Things quickly turned around with Ellie and my pregnancy once I started to get really sick, which happened pretty fast and has not gone away. Ellie has been so loving and supportive. I have had to spend many days in bed, and Ellie is right there with me taking care of me. At night she falls asleep in my arms spooning the other side of my pregnancy pillow. She eventually makes her way down to the end of the bed, but always keeps constant contact with me. Most nights she places her paws against my feet. When Patrick goes to work in the morning, she moves into his spot in bed. We enjoy a couple of more hours of sleep and then she rolls over into my arms for a belly rub. After her belly rub, she rests her head on my baby bump. 
Ellie-Mae laying between my legs resting against my baby bump


On the days that I am sick in bed, she stays there with me and gives me constant comfort. The many times that I have had to run to the bathroom to throw up, she has run with me and been there to soothe me. When I'm feeling overwhelmed and so terribly sick that I start to cry, she licks the tears from my face and snuggles me until I start to laugh. 


On a very sick day. Don't I look pretty! Ellie was literally hugging me in bed for hours.


I feel very blessed and grateful that we have Ellie-Mae in our life. Dogs are a true blessing and it amazes me every day at how much they truly enrich our life. 
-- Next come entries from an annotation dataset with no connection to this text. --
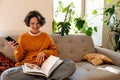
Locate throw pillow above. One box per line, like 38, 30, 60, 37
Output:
0, 52, 15, 75
82, 53, 114, 65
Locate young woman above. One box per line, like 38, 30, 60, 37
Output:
1, 10, 75, 80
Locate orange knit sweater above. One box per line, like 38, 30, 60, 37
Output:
14, 32, 58, 66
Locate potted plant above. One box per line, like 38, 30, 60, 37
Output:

On a sad note, My friend April lost her amazing dog today. Anyone who has lost a dog knows how difficult and sad it is to lose such an important member of the family. My thoughts are with April and her family today as they say goodbye to Chance. 

Thursday, July 14, 2011

My baby has taken over my body



I have not sat down at my desk to blog lately because I have been busy being sick and pregnant. So basically I have been busy laying in bed doing a whole lot of nothing other than sleeping and being sick any time that I am home. Throughout my 1st trimester I felt like I was trapped at sea on a boat in the middle of nowhere with no end in sight. I was so nauseated all day/every day that all I wanted to do was throw up to get some relief. I don't think that exhaustion is a big enough word to describe how tired I was. Opening up my eyes in the morning was to much activity for me. 


The funny thing is, I thought that I was going to be one of those women who loves every minuet of being pregnant and never has 1 symptom. I was wrong. I have had every symptom and then some. 
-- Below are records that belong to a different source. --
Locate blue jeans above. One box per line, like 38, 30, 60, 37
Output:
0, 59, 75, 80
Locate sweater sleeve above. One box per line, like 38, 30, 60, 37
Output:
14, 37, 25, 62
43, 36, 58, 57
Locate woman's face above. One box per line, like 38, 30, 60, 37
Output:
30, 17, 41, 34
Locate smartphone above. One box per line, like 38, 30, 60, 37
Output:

I was counting down the days to trimester 2. I have read and been told by friends that you just magically wake up one morning and all of the terrible symptoms are gone and you are full of energy and feel amazing. Well, trimester 2 is here and that magical morning has not happened yet. The all day/everyday nausea has subsided, but has been replaced by all day/everyday heartburn and indigestion. I feel like a sword swallower in a circus act. I'm pretty sure that I could also breath fire if I wanted to. Apparently this means that the baby will have a lot of hair. I'm expecting her/him to come out looking like rapunzel. The extreme exhaustion has been replace with a tolerable tiredness, but I have now developed extreme allergies and migraines. I was never a fan of medicine before I was pregnant, but there are a couple of situations like a migraine that call for some serious medicating so I do not blow my brains out. Instead of being able to take some med's, I spent a week in bed with a bucket vomiting with my head packed in ice to numb the pain. 


There are times that I say that I am never doing this again and I plan to adopt the rest of our children. However, no matter how sick I have been, and may continue to be, I am still thrilled to be pregnant. This truly is the happiest time and I am absolutely amazed by the baby growing inside of me. I know the minuet that I hold her/him in my arms, I will be ready to do it all over again.